Post-Trabeculectomy Densitometry Shows Corneal Health

Image obtained with a pentacam. Corneal cross-sections. (Photo by: BSIP/Universal Images Group via Getty Images)
Imaging reveals a return to normal approximately 6 months after undergoing the glaucoma procedure.

Scheimpflug corneal densitometry is a sensitive, objective method to evaluate the health and structural integrity of the cornea and demonstrated a return to near-normal corneal metrics 6 months after undergoing trabeculectomy, a report published in Cornea found

In the current prospective study (NCT02959242), researchers set out to investigate changes in corneal transparency and backscatter measured via rotating Scheimpflug imaging 6 months following uncomplicated trabeculectomy with mitomycin C (MMC). Researchers also examined the clinical and demographic features associated with possible changes. 

The cohort included 42 eyes (17 right, 25 left) from 42 patients (mean age, 68±9; 52% men) with primary open-angle glaucoma who underwent first time MMC-augmented trabeculectomy and 22 healthy controls (66±8 years old), matched for age and central corneal thickness (525.1±29.4 µm vs 531.2±13.1 µm, respectively). 

At baseline, 78.6% of patients had high intraocular pressure (IOP) and 21.4% had normal pressure open-angle glaucoma treated with topical IOP-lowering medications (mean treatment duration, 14.3±10 years). A mean of 3.7±1 medications, in different combinations and application frequencies, prior to surgery, were used, including prostaglandins, beta blockers, α-agonists, carboanhydrase inhibitors, and pilocarpine. 

Both IOP and the need for IOP-lowering medications were statistically significantly reduced postoperatively (19±7.7 mm Hg to 11.1±7.7 mm Hg and 3.7±1.0 to 01.1±0.5 medications). 

Six months after trabeculectomy, corneal backscatter was reduced in the entire cornea from 25.5±5.7 to 23.1±5.8 GSUs, with emphasis in the anterior layer. Densitometry values for both the AL and the entire cornea returned close to normal at 6 months postoperative and were not statistically significantly different vs age-matched healthy controls (23.1±5.8 vs 22.8±3.4 GSU). Patients with glaucoma demonstrated significantly higher preoperative corneal backscatter within the optically significant 0 mm to 2 mm and 2 mm to 6 mm annular zone of the AL; this difference was not statistically significant following trabeculectomy. 

Across the entire cornea, preoperative densitometry was higher vs healthy controls. 

Across 3 radial zones of the anterior layer, investigators evaluated preoperative IOP, central corneal thickness, disease duration, sex, number of medications, applications and amount of BAC per day, and postoperative topical steroid use to identify potential correlations. No significant associations were found for any of these parameters. 

Best spectacle corrected visual acuity with Snellen high-contrast visual acuity remained stable, changing insignificantly from 0.21±0.37 to 0.23±0.33 LogMAR in the 6 months post trabeculectomy. Lens status did not change during follow-up, and PNS remained stable in 88% of patients. Mean PNS change was 0.9±0.7 to 0.9±0.7. 

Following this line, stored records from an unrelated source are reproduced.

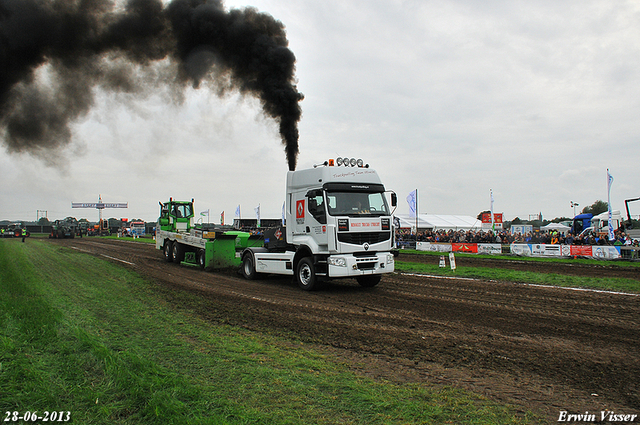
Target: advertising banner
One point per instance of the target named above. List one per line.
(465, 247)
(433, 247)
(489, 248)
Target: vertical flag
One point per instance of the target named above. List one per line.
(609, 181)
(493, 224)
(412, 199)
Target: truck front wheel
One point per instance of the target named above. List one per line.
(306, 274)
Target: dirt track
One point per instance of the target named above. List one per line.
(542, 349)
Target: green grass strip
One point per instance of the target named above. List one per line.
(80, 334)
(505, 275)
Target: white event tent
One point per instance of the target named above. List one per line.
(440, 222)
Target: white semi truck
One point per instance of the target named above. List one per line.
(338, 225)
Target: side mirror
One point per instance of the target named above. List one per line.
(313, 205)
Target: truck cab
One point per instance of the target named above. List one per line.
(176, 216)
(338, 225)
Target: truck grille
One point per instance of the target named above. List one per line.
(364, 237)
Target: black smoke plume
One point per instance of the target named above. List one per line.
(86, 44)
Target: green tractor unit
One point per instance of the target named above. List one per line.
(208, 246)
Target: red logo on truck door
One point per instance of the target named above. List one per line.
(300, 209)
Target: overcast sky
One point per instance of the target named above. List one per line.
(533, 100)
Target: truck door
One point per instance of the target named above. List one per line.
(316, 220)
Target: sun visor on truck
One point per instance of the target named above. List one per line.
(354, 187)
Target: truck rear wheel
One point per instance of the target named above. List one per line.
(306, 274)
(369, 281)
(201, 258)
(168, 251)
(178, 252)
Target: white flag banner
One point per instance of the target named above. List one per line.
(412, 199)
(493, 224)
(609, 182)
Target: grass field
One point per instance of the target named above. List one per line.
(553, 279)
(81, 335)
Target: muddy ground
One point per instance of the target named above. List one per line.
(540, 349)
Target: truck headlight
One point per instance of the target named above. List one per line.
(338, 261)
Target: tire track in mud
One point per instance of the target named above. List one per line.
(542, 348)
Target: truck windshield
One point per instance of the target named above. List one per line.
(357, 203)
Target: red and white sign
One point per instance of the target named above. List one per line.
(300, 208)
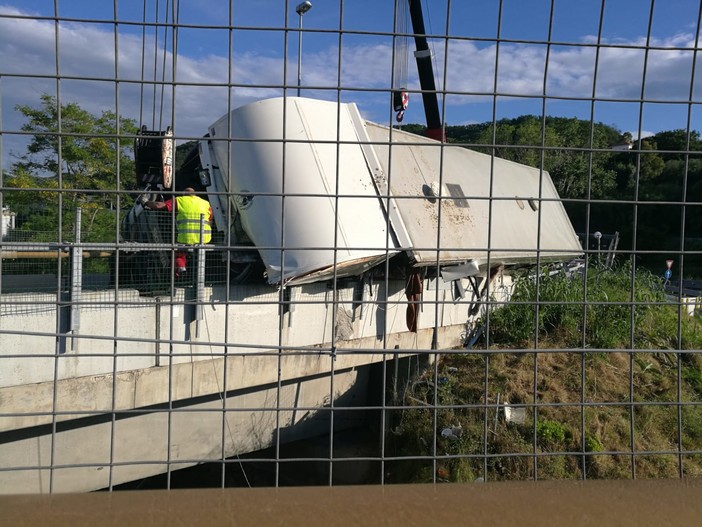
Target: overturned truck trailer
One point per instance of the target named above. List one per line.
(321, 193)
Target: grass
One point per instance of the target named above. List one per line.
(609, 375)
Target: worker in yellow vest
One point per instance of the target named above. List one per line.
(189, 208)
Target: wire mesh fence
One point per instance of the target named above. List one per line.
(231, 260)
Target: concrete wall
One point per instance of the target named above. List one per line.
(245, 376)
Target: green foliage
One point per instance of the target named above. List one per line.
(552, 432)
(74, 159)
(611, 309)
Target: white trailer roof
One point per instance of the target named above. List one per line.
(484, 206)
(319, 187)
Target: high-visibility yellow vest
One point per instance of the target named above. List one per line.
(188, 211)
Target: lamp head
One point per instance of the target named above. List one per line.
(303, 7)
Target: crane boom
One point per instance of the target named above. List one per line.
(426, 72)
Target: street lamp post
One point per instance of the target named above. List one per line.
(301, 9)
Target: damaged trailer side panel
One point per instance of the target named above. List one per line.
(320, 191)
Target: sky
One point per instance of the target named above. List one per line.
(499, 60)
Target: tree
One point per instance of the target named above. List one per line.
(80, 159)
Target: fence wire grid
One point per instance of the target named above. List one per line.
(440, 242)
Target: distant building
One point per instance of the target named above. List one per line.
(623, 147)
(8, 222)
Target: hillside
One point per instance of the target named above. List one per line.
(590, 411)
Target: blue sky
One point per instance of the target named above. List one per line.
(361, 72)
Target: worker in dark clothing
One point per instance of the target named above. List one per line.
(189, 208)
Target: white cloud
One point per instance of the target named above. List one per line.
(28, 62)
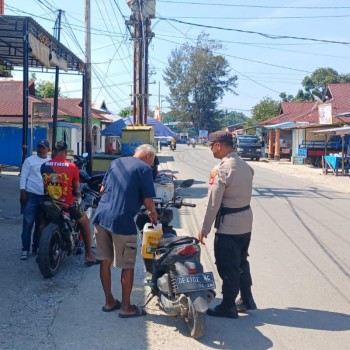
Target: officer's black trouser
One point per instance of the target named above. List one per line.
(231, 258)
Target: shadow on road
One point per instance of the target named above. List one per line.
(243, 333)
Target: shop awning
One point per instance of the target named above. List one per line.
(336, 131)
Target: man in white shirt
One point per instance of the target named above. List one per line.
(31, 194)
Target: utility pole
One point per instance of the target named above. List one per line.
(87, 85)
(142, 12)
(57, 75)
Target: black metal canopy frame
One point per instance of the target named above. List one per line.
(24, 43)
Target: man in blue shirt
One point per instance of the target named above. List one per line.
(127, 185)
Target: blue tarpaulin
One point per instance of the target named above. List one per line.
(115, 129)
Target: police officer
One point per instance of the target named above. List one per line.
(230, 190)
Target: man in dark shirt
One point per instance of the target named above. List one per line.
(127, 185)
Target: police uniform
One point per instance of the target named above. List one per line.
(230, 190)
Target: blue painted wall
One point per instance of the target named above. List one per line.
(11, 143)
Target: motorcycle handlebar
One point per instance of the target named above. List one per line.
(188, 205)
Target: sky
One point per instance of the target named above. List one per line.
(267, 44)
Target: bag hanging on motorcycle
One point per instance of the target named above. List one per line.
(152, 234)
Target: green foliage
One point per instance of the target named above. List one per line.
(264, 110)
(197, 79)
(315, 84)
(126, 112)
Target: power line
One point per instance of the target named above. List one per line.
(270, 36)
(257, 6)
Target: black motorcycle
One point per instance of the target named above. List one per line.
(62, 235)
(178, 280)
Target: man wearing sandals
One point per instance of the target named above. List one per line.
(127, 185)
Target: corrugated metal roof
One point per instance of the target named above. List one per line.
(12, 47)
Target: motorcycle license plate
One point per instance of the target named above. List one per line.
(199, 281)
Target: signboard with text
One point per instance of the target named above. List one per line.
(325, 113)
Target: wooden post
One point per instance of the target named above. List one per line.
(270, 151)
(277, 145)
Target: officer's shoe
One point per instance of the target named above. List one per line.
(223, 311)
(248, 304)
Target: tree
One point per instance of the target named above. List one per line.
(264, 110)
(315, 84)
(197, 79)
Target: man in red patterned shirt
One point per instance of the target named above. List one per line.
(61, 182)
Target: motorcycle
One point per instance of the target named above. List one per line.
(81, 161)
(62, 235)
(178, 280)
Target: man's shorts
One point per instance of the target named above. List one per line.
(122, 249)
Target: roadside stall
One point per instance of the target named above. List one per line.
(337, 163)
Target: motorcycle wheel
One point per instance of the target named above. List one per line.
(195, 321)
(50, 251)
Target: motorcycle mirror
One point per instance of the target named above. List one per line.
(187, 183)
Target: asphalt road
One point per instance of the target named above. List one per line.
(299, 259)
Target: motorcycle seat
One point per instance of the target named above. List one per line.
(175, 240)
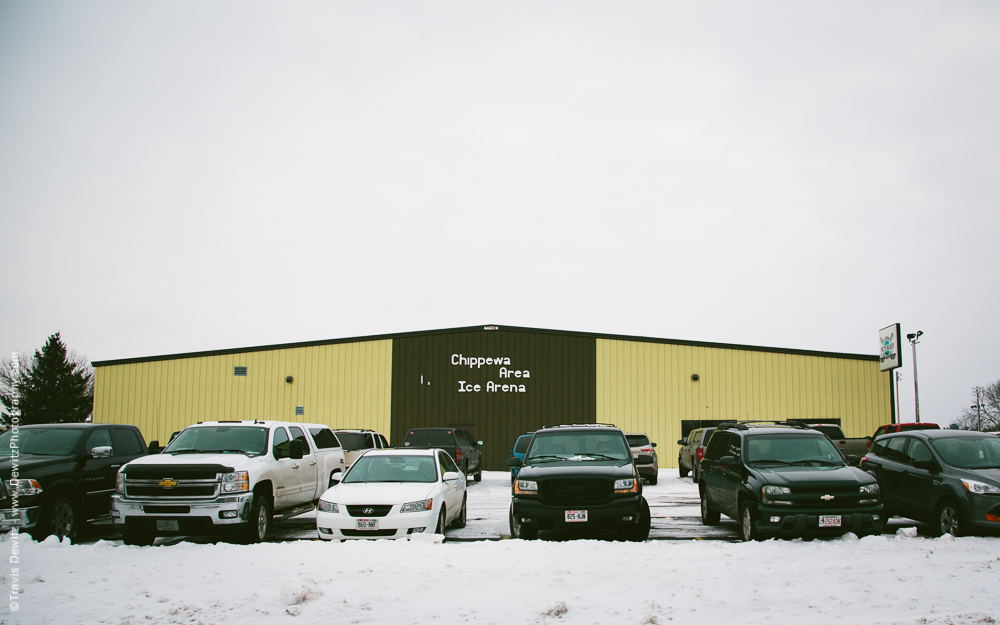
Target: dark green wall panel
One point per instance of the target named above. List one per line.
(425, 385)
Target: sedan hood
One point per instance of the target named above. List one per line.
(379, 492)
(814, 476)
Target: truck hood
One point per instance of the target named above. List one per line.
(376, 493)
(29, 463)
(814, 476)
(232, 461)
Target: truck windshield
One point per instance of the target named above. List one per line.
(783, 449)
(392, 469)
(220, 439)
(968, 452)
(40, 441)
(578, 446)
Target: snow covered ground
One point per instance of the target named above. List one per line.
(899, 578)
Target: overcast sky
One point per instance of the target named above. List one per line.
(187, 176)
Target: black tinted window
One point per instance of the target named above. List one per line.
(126, 442)
(324, 437)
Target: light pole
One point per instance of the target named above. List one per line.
(914, 339)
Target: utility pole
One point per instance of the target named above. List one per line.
(914, 339)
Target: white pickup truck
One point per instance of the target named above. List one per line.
(229, 478)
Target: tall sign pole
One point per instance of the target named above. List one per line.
(914, 339)
(891, 358)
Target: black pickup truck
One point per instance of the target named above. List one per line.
(54, 477)
(785, 480)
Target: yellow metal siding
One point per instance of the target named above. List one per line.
(344, 385)
(647, 387)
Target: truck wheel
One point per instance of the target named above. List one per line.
(60, 517)
(949, 520)
(708, 515)
(139, 539)
(746, 521)
(460, 521)
(260, 520)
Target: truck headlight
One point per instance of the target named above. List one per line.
(417, 506)
(981, 488)
(236, 482)
(769, 492)
(24, 486)
(526, 487)
(629, 485)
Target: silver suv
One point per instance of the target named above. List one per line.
(639, 443)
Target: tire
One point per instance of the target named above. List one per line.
(640, 532)
(60, 517)
(260, 520)
(949, 520)
(748, 530)
(460, 521)
(139, 539)
(708, 515)
(441, 521)
(519, 531)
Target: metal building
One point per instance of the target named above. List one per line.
(497, 382)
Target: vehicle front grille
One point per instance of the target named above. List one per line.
(575, 490)
(368, 511)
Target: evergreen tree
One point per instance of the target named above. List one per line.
(55, 387)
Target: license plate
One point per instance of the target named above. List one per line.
(829, 520)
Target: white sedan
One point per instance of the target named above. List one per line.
(390, 493)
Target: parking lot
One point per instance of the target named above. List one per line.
(673, 504)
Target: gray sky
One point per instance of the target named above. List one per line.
(188, 176)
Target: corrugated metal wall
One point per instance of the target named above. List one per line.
(426, 385)
(647, 387)
(344, 385)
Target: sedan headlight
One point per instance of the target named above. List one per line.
(23, 486)
(526, 487)
(769, 492)
(328, 506)
(981, 488)
(628, 485)
(236, 482)
(417, 506)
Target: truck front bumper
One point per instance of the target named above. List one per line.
(223, 515)
(619, 512)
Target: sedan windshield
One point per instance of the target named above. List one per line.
(219, 439)
(576, 445)
(40, 441)
(391, 469)
(969, 452)
(801, 450)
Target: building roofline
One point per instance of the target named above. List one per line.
(382, 337)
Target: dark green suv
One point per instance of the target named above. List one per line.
(785, 480)
(579, 476)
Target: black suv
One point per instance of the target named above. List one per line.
(66, 474)
(785, 480)
(457, 442)
(579, 476)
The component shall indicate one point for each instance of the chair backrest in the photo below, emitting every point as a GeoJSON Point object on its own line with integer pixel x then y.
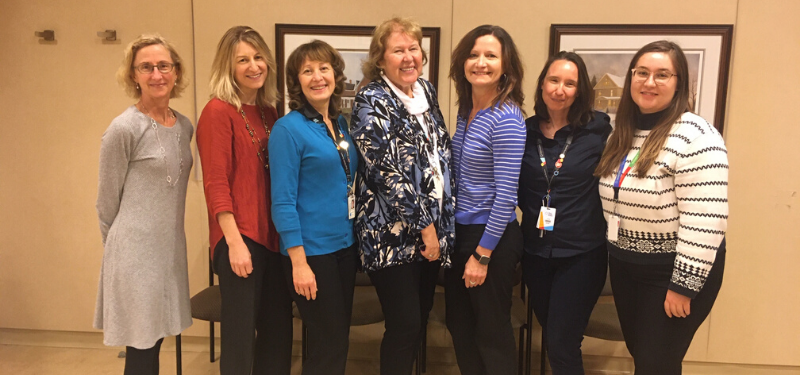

Study limitations include a lack of low-contrast visual acuity testing, which may have identified small changes in visual acuity, no assessment of vision quality (blurring, contrast sensitivity, or glare), and no assessment of endothelial cell counts in all patients. 

“Assessing Scheimpflug corneal density or transparency and its changes might be a sensitive and objective method to evaluate overall ‘health’ or structural integrity of the cornea,” researchers conclude. “[Results] indicate, on one hand, that corneal changes caused by higher IOP and glaucoma medication and its preservatives are probably reversible. On the other hand, the results give evidence of the benefit of earlier glaucoma surgery in the course of the disease.” 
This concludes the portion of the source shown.